When news broke of the nuclear disaster at Fukushima, Americans became uneasy about radiation drifting across the Pacific Ocean. Social media networks like Facebook and YouTube were buzzing with comments, ranging from reasonable curiosity to full-blown paranoia.
The Environmental Protection Agency has been monitoring radiation levels, and assuring the public that they are safe – but some people felt the need to purchase their own radiation detection equipment. Tim Flanagan operates GeigerCounters.com, where consumers can usually purchase retail Geiger counters online.

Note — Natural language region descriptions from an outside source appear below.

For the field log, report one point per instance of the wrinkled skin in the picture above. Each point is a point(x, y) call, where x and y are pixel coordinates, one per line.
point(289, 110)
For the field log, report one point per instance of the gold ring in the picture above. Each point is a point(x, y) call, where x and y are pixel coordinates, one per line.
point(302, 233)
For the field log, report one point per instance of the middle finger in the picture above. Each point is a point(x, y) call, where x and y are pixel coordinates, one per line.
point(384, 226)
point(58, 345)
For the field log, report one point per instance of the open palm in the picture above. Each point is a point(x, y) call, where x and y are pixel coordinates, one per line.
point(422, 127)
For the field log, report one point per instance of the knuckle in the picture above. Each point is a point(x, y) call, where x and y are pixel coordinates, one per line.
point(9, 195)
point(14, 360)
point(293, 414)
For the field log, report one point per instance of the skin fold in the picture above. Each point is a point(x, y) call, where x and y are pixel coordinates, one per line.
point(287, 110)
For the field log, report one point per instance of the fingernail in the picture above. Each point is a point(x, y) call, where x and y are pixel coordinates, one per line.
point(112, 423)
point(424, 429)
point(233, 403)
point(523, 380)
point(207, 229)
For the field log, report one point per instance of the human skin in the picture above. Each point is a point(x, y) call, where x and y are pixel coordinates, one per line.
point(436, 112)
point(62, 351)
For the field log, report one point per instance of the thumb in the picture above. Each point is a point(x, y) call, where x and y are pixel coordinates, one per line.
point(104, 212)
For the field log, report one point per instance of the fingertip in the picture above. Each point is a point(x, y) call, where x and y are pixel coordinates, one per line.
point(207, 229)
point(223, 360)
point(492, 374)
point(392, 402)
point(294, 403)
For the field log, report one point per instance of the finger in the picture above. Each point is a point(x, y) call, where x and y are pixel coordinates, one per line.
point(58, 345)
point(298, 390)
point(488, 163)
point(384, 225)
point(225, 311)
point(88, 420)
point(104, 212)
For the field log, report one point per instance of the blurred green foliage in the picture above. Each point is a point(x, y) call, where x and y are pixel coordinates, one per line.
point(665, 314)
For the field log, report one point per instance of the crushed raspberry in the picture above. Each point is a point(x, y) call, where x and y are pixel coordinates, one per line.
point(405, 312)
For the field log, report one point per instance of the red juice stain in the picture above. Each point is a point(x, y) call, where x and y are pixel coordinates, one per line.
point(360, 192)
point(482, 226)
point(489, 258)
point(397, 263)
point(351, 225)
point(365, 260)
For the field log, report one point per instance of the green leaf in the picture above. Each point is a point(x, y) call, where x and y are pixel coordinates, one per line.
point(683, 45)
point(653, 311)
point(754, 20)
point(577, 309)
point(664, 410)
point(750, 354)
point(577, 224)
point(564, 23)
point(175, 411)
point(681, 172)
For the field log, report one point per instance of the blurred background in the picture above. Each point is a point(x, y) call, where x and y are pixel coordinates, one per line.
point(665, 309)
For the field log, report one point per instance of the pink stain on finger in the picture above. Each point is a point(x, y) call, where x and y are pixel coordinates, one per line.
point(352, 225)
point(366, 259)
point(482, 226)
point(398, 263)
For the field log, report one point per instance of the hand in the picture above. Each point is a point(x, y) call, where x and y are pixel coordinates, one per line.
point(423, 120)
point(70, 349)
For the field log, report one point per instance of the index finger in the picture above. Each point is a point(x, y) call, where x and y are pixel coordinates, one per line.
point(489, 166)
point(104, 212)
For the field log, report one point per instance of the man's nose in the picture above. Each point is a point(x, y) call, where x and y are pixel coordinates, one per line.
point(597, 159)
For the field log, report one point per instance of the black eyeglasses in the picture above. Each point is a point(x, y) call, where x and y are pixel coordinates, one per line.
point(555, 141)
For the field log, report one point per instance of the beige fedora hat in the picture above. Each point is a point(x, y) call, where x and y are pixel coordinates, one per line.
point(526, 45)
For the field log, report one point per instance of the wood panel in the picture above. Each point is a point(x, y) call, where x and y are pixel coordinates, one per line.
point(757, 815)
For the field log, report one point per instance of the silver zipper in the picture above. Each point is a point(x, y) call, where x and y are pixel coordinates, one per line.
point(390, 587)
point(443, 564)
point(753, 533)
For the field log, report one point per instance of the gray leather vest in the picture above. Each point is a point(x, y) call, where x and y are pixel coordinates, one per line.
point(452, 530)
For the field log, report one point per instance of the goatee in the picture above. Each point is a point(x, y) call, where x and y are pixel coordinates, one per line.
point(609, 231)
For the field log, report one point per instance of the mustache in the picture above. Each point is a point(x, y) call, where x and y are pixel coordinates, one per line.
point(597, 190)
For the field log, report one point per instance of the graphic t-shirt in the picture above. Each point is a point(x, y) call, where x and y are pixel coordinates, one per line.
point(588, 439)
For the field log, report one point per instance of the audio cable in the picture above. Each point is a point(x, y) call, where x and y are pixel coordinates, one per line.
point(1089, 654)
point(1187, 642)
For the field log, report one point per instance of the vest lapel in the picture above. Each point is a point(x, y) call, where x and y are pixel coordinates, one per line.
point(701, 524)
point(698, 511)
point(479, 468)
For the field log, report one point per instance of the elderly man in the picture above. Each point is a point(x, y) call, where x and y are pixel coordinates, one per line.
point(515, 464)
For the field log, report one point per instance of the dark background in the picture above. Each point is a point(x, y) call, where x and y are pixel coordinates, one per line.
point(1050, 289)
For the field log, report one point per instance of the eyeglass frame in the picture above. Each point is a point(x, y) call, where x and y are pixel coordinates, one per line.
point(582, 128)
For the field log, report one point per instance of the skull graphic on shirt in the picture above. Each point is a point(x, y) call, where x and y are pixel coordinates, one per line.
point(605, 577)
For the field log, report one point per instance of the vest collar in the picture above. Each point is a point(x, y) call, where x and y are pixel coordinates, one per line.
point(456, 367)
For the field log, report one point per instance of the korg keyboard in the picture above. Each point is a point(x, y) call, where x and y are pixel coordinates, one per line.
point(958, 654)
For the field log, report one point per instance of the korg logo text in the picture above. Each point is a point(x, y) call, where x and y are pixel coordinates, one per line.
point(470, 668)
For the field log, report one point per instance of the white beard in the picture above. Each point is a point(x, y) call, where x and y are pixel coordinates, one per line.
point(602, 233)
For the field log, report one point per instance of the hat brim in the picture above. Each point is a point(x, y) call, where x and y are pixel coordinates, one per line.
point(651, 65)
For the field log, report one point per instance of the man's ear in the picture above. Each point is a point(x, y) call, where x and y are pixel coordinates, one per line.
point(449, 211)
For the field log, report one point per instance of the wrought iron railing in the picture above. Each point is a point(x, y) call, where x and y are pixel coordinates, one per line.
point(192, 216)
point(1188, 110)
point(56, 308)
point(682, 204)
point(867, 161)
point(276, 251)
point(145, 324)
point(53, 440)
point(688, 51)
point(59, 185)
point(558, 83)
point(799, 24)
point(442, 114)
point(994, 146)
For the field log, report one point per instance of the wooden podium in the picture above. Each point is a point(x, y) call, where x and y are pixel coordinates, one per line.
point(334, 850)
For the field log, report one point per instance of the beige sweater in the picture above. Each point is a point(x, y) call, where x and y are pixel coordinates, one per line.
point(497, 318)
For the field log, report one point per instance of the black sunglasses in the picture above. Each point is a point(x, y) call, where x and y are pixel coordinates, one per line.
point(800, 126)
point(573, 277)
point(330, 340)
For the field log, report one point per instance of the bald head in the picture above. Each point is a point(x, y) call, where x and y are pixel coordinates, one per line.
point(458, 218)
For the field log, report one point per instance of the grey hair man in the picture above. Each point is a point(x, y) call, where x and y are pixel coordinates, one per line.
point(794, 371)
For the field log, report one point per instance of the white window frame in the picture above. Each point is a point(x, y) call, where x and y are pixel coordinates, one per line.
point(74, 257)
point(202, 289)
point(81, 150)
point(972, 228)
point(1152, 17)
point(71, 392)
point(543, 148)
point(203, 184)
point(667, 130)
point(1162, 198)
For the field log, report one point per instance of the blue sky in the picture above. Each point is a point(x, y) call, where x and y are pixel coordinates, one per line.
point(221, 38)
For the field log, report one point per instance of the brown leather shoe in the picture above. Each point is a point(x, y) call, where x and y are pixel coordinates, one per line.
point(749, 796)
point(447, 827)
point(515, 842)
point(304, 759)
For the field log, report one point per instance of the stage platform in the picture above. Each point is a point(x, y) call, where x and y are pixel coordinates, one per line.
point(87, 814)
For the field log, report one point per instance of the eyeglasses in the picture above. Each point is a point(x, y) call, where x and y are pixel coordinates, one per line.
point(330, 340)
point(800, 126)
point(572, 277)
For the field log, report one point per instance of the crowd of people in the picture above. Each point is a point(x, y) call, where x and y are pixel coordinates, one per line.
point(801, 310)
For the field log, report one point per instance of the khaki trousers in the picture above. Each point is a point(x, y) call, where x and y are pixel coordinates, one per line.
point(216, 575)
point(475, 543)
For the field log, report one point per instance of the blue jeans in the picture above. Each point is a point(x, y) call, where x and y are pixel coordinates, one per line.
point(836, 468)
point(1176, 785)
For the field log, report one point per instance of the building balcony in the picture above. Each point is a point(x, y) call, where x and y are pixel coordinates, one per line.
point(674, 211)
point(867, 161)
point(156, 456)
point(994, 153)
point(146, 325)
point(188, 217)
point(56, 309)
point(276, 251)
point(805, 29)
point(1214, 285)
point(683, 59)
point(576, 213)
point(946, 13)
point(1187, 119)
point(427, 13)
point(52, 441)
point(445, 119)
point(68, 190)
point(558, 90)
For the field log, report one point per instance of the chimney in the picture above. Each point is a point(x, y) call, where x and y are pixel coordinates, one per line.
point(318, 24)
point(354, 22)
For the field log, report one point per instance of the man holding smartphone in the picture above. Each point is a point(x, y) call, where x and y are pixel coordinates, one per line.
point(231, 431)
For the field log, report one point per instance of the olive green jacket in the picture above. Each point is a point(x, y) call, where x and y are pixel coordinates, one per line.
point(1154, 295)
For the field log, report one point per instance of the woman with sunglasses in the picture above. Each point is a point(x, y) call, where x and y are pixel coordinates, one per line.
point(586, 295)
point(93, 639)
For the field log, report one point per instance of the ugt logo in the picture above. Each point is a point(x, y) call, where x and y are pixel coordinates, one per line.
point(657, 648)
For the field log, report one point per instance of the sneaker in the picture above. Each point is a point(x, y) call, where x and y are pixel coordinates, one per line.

“I’ve never seen anything like it,” said Flanagan. “In the normal course of a year, we might sell 1,000 Geiger counters – and in the first five days since the disaster broke, we’ve probably sold 500.”
In one week, Flanagan sold six months worth of inventory. So much, in fact, that he ran out. GeigerCounters.com had to stop taking orders.
“But in that increased demand, the supply of devices that were accessible in Japan (to the people who probably needed it the most) was diminished,” commented Marcelino Alvarez, one of the people behind RDTN.org. RDTN is an upstart radiation monitoring network that allows civilians to find real-time data about radiation levels around the world. In the two weeks since it was launched, the site has already earned a reputation for crowdsourcing, but Alvarez finds that term somewhat inaccurate.
“We’re specifically asking for people to contribute that might be more inclined to consider themselves as a ‘citizen scientist,’” Alvarez said, “which is an individual who either through professional or hobbyist means approaches the problem of capturing radiation data in an academic way.”
RDTN compiles readings submitted over the Internet by a variety of sources, including civilians who have set up their own radiation monitoring stations. But that data is checked before being published. They’re reaching out to members of the scientific and academic communities who can apply a peer-review model to the readings.
“We are not nuclear experts, and we are not health scientists. So for us, the reason why we wanted to have that academic layer and the reason why we thought that was so crucial – the average person does not have the ability to look at a microsievert and say, ‘What does this mean for me?’ So,” Alvarez said, “without having context for what those radiation levels mean, people can make misinformed decisions.”
After Fukushima, California drugstores sold out of potassium iodide (or KI) – a potentially hazardous drug that protects the thyroid gland from absorbing radioactive iodine. According to Jessica Wehrman, from the American Association of Poison Control Centers, there have been at least 33 calls to poison control centers from people suffering negative side effects after exposure to KI. Symptoms include irritability, dizziness, drowsiness, nausea, vomiting, and tachycardia – a condition that causes the heart to beat faster than usual.
At this point, self-medicating with potassium iodide (KI) is highly inadvisable for residents of the United States. While radiation from Fukushima has reached American shores – leading to contaminated milk samples from San Luis Obispo, California, and Spokane Washington – government officials continue to assure the public that current radiation levels are not high enough to pose a threat to human health. That data has been confirmed by independent, civilian sources like RDTN.org, RadiationNetwork.com, and the Online Geiger Counter at BlackCatSystems.com.
Dave Brooksher, FarWest.FM, Phoenix.